Dünle beraber gitti, cancağızım,
Ne kadar söz varsa düne ait.
Şimdi yeni şeyler söylemek lazım.
Mevlana’ya ait yukarıdaki dizeler uzunca bir dönem solun diline pelesenk olmuştu. Sürekli değişim olgusuna vurgu açısından yerinde sayılabilecek bu benimseme, sonuçta her konuda ille de “yeni şeyler” söyleme merak ve tutkusu yüzünden değerini büyük ölçüde yitirdi. İnsanlar, “eski” saydıkları ne varsa neredeyse hepsini unutarak ve günümüzde farklı olana/öyle görünene ilişkin tefekküre dalarak güncelin özünü yakalayabileceklerini düşünmeye başladılar.
Bu eğilimin büsbütün beyhude olduğunu iddia edecek değiliz. Ancak, herhangi bir özne ile onun “dünyayı” ve “güncel durumu” kavrama çabaları açısından önemli zaaflar barındırdığını görmemiz gerekir.
Şöyle söyleyelim: Öznenin algılama, çözümleme ve anlama etkinliği ile bu etkinliğin nesnesi (dünya, ortam, durum) arasındaki ilişki hiçbir zaman doğrudan olamaz; arada mutlaka bir dolayım olması gerekir. Marksist öğretinin temellerinden hareket edecek olursak bu dolayım, öznenin kendi pratiğidir. Pratikten kastedilen, öznenin, anlamaya çalıştığı ortam ve koşulların salt “içinde” olmanın ötesinde, onunla aktif bir ilişkilenmeye ve etkileşime geçmesidir; kısacası, aynı zamanda “müdahil” bir özne konumunda olmasıdır.

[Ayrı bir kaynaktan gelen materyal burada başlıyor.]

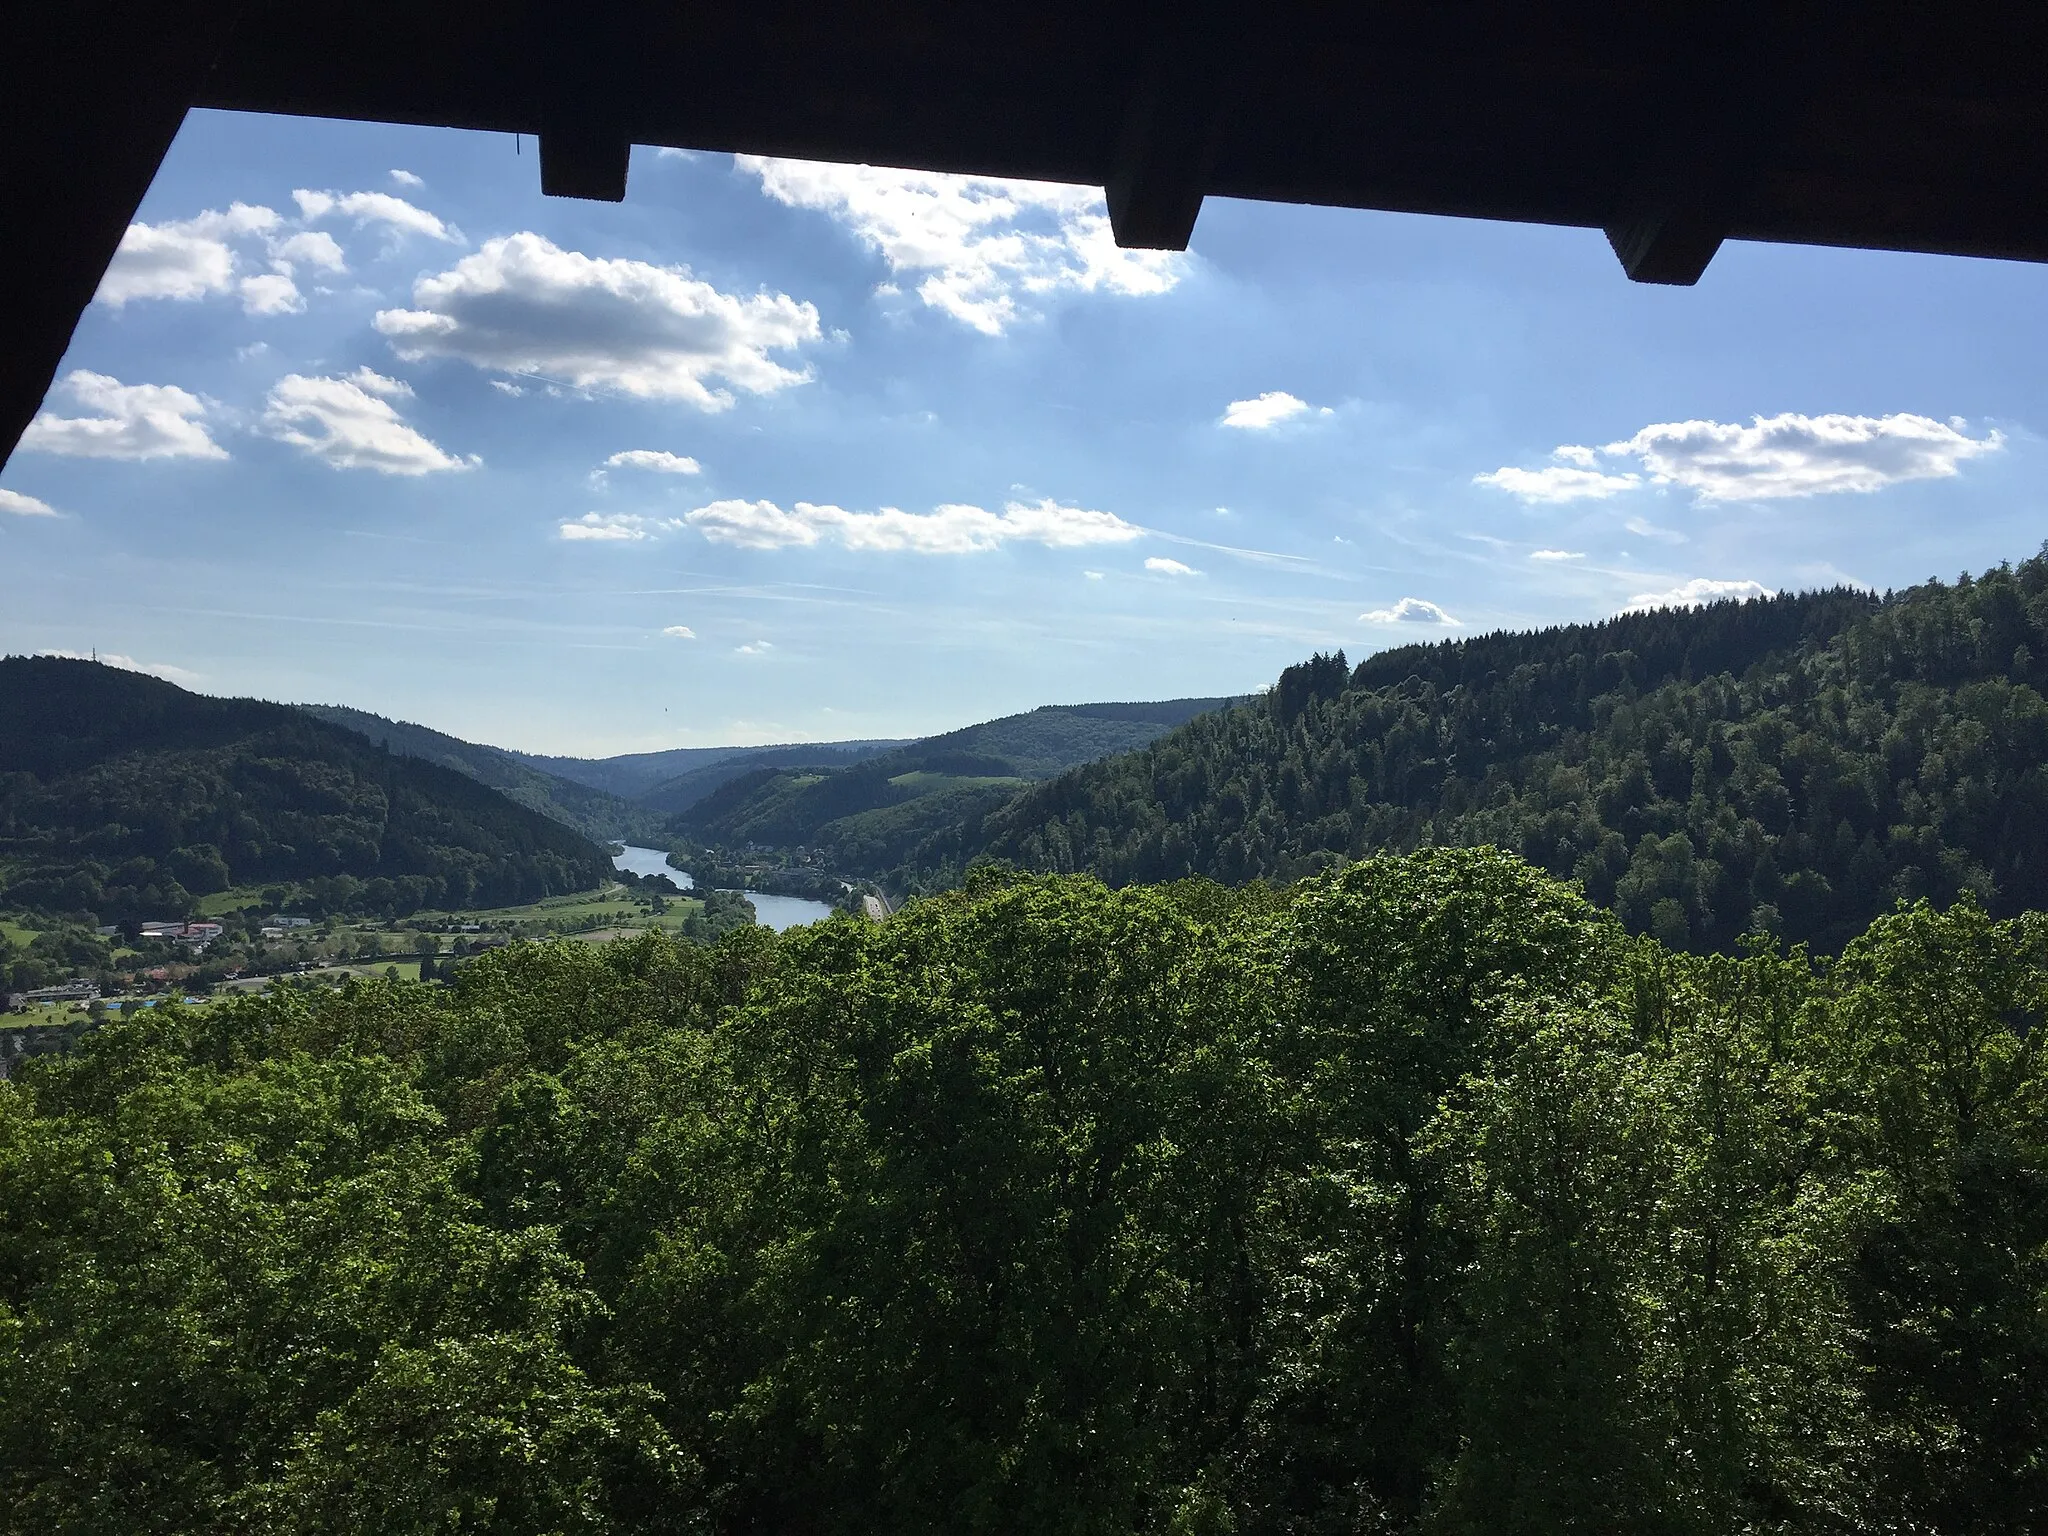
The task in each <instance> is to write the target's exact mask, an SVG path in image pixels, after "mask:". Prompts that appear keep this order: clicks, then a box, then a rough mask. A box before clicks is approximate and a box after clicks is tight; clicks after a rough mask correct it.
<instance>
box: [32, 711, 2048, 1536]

O zaman, baştaki Mevlana dizelerine şöyle bir şerh düşmemiz gerekecektir: Söylenen “yeni şeyler”, ancak, bu “yeni şeylerin” aktif özne-nesnellik etkileşiminin kazandırdığı deneyimler temeline oturmasıyla değer kazanabilir.
***
Modern çağlarda insanlık, “dış” dünyayı, “ortamı”, “nesnel koşulları” vb. etkileyip değiştirmenin (ve böylelikle kendini de geliştirmenin) siyaset dışında bir yolunu, yöntemini ya da aracını bulamamıştır.
Gelgelelim, siyaset, derecesi tarihsel dönemlere göre değişmek üzere kimi entelektüel çevreler tarafından hep küçümsenmiş, insanın dünyasını ve ufkunu daraltan, onu “eksilten” bir meşgale sayılmıştır. Oysa, bu eleştiri ve karşıtlığın dayanağı sayılabilecek, bir dönemin “aparatçik/komitetçik” tipolojisi bile aslında “daralmış” görünen dünyasında kendince bir zenginlik ve derinlik arama çabası içindeydi.
Verdiğimiz, uç bir örnekti ve elbette siyaset denilen uğraşı bu tipolojiye indirgemek ve ondan ibaret saymak büyük bir yanlış olacaktır.
Asıl konuya dönecek olursak, siyasal etkinliği, kişinin yaşadığı dünyaya ve ülkeye bir şekilde aktif müdahalesi olarak tanımlayabiliriz. Bu müdahalenin örgütlü (kolektif) ya da bireysel olması, müdahale eyleminin alanı ya da konusu, müdahalenin reforma (iyileştirmeye) mı yoksa köklü bir değişime (devrim) mi yönelik olduğu, etkinliğin siyasal sayılıp sayılmayacağını belirleyen faktörler değildir. Her biri siyasettir ve temel tezimiz de şudur: Bu tanımıyla siyasetin içinde yer alan kişi, müdahale nesnesini anlayıp kavrama, kendi dünyasını zenginleştirme ve kendini güncelde, verili anda “gerçekleme” açısından siyasetin tamamen dışında kalanlara göre çok daha illeri konumlarda yer alacaktır.
Dahası, bu konumdan söylenen “yeni şeyler”, salt tefekküre dayalı olanlara göre hem teorik hem de pratik açıdan daha büyük değer taşıyacaktır.
***
Hepsi bu kadar değil.
Bugün, Türkiye’nin entelektüel-kültürel ortamı konusunda olumsuz pek çok değerlendirme yapılıyor; toplumu saran genel bir cehaletten söz ediliyor; apolitizm deniyor; başta gençler olmak üzere insanların kayıtsızlıkları, umutsuzlukları, vb. vurgulanıyor.
Bizce konunun kritik noktası şudur: Şu an için bu söylenenlerin hepsi doğru olsa bile hiçbiri yeni bir dünyanın yerleşiklik kazanmış, süreklilik taşıyan ve belirleyici olgusu sayılamaz. Hepsi, ülkede bir şeylerin değişmeye başlamasıyla, insanlara “demek olabiliyormuş” dedirtecek gelişmelerle, bir yerlerden umut verici işaretlerin gelmesiyle değişecek, başka ortamlara, zamanın başka türlü bir “ruhuna” yol verecektir.
Bu değişimin her zaman ortaya çıkmayacak, bu anlamda “konjonktürel” amili (etkeni) Gezi Direnişi gibi olgularsa, kalıcı ve süreklilik taşıyan amili de siyasettir.
***
Ekim Devrimi’nin yıldönümü geçenlerdeydi.
Bu vesileyle soralım: Lenin’in 1905 Devrimi ve 1917 Şubat Devrimi öncesi düşünceleriyle bu devrimlerden sonraki düşünceleri arasında kimi önemli farklılıklar varsa, bu farklılıkları Lenin’in kendisinin tefekkür süreçlerinden çok ortam değiştiren olgularla açıklamak daha doğru olmaz mı?